Alpinista sospeso nel vuoto, l'elicottero avvicinandosi fa crollare delle rocce dall'alto: tre soccorritori salgono con 200 metri di corda in parete per salvare l'uomo
L'uomo aveva sbagliato la linea della discesa per la calata in corda doppia, mancando il ballatoio per la sosta. Delicata e molto complessa l'operazione di soccorso

CIMOLAIS (PORDENONE).
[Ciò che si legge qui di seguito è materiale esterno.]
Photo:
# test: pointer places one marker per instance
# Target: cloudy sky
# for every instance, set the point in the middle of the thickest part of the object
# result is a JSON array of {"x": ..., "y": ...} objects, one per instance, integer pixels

Momenti di grande paura durante la notte per un alpinista rimasto sospeso nel vuoto mentre tentava una rischiosa discesa lungo gli strapiombi del Campanile di Val Montanaia.
I soccorsi si sono attivati in fretta, ma il delicato intervento di salvataggio si è concluso appena dopo l'1 della notte tra il 19 e il 20 agosto.
Della cordata facevano parte un uomo e una donna, che erano riusciti a raggiungere la vetta del Campanile: l'uomo poi, intrapresa la discesa a corda doppia, si è calato per circa cinquanta metri nel vuoto e inavvertitamente si è reso conto di essersi spostato troppo verso ovest rispetto al punto di sosta sul ballatoio.
Fortunatamente, alcune persone presenti più a valle hanno assistito alla scena e si sono recate al rifugio Pordenone da cui è scattato l'allarme.

Il personale della Sores ha così movimentato i tecnici del Soccorso Alpino di Valcellina, assieme all'ambulanza e l'elicottero regionale: uno dei maggiori pericoli per l'alpinista bloccato a oscillare nel vuoto era rappresentato dalla condizione precaria dell'imbrago, che se lasciato in tensione per troppo tempo può arrecare problemi circolatori.
Le difficoltà tuttavia non erano ancora finite: a causa della ridotta visibilità nella parte alta del Campanile ben presto l'equipaggio dell'elisoccorso si è reso conto di non poter utilizzare il verricello per recuperare l'uomo. Le pale dell'elicottero infatti, troppo vicine alla parete, stavano causando spostamenti d'aria tali da far cadere diverse pietre dal costone, comportando non pochi pericoli per l'alpinista appeso alla corda poco più in basso.
L'opzione dei soccorritori è stata quindi quella di effettuare il salvataggio direttamente sulla parete, dove tre esperti del Soccorso alpino hanno raggiunto l'uomo equipaggiati con duecento metri di corda.
L'alpinista nonostante il lungo tempo trascorso appeso alla corda era cosciente e stava bene: una volta assicurato e tagliato le funi che lo trattenevano fino a quel momento, i soccorritori sono riusciti a portarlo in salvo calandosi fino alla base del Campanile, il tutto nel cuore della notte e con scarsissima visibilità.